En David kreeg lust, en zeide: Wie zal mij water te drinken geven uit Bethlehems bornput, die onder de poort is?
18 Then these three brake thorowe the hoste of the Philistims, and drewe water out of the well of Beth-lehem that was by the gate, and tooke it and brought it to Dauid: but Dauid would not drinke of it, but powred it for an oblation to the Lord,
Toen braken die drie door het leger der Filistijnen, en putten water uit Bethlehems bornput, die onder de poort is, en zij droegen het en brachten het tot David. Doch David wilde het niet drinken, maar hij goot het uit voor den HEERE;
19 And said, Let not my God suffer me to do this: should I drinke the blood of these mens liues? for they haue brought it with the ieopardie of their liues: therefore he would not drinke it: these things did these three mightie men.
En hij zeide: Dat late mijn God verre van mij zijn, van zulks te doen! Zou ik het bloed dezer mannen drinken? Met gevaar huns levens, ja, met gevaar huns levens hebben zij dat gebracht. En hij wilde het niet drinken. Dit deden de drie helden.

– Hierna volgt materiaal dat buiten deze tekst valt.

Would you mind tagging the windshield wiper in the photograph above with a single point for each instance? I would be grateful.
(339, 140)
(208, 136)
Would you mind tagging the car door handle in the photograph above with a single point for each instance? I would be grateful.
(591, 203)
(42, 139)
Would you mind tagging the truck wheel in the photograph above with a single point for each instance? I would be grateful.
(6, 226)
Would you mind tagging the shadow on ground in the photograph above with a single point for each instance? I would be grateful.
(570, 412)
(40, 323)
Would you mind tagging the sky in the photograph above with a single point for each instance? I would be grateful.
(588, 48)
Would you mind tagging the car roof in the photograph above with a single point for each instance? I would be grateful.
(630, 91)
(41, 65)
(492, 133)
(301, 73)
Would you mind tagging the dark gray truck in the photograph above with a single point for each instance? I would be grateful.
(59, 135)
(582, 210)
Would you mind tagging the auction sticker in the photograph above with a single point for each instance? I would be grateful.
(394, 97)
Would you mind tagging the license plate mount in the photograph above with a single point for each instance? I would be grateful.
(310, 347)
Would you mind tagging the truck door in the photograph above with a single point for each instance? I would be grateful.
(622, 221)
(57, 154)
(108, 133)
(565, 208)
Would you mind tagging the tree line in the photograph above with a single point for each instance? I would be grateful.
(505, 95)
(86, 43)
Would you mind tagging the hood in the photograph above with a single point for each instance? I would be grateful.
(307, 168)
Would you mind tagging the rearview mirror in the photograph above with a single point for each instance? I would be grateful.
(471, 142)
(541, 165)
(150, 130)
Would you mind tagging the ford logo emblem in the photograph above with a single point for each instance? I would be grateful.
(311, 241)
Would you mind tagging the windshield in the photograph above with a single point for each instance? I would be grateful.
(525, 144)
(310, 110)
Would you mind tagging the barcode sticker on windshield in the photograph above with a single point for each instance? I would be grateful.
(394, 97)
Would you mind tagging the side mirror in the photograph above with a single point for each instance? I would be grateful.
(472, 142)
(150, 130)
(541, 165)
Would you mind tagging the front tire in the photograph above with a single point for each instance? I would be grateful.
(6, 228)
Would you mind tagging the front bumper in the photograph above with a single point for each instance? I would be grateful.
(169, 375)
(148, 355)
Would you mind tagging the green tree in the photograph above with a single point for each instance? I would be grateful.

20 And Abishai the brother of Ioab, he was chiefe of the three, and he lift vp his speare against three hundreth, and slew them, and had the name among the three.
Abisai nu, de broeder van Joab, was ook het hoofd van drie; en hij, verheffende zijn spies tegen driehonderd, versloeg hen; alzo had hij een naam onder die drie.
21 Among the three he was more honourable then the two, and he was their captaine: but he attained not vnto the first three.
Uit die drie was hij geeerd boven de twee; daarom werd hij hun tot een overste; maar hij kwam tot aan de eerste drie niet.
22 Benaiah the sonne of Iehoiada (the sonne of a valiant man) which had done many actes, and was of Kabzeel, he slewe two strong men of Moab: he went downe also and slewe a lion in the middes of a pit in time of snowe.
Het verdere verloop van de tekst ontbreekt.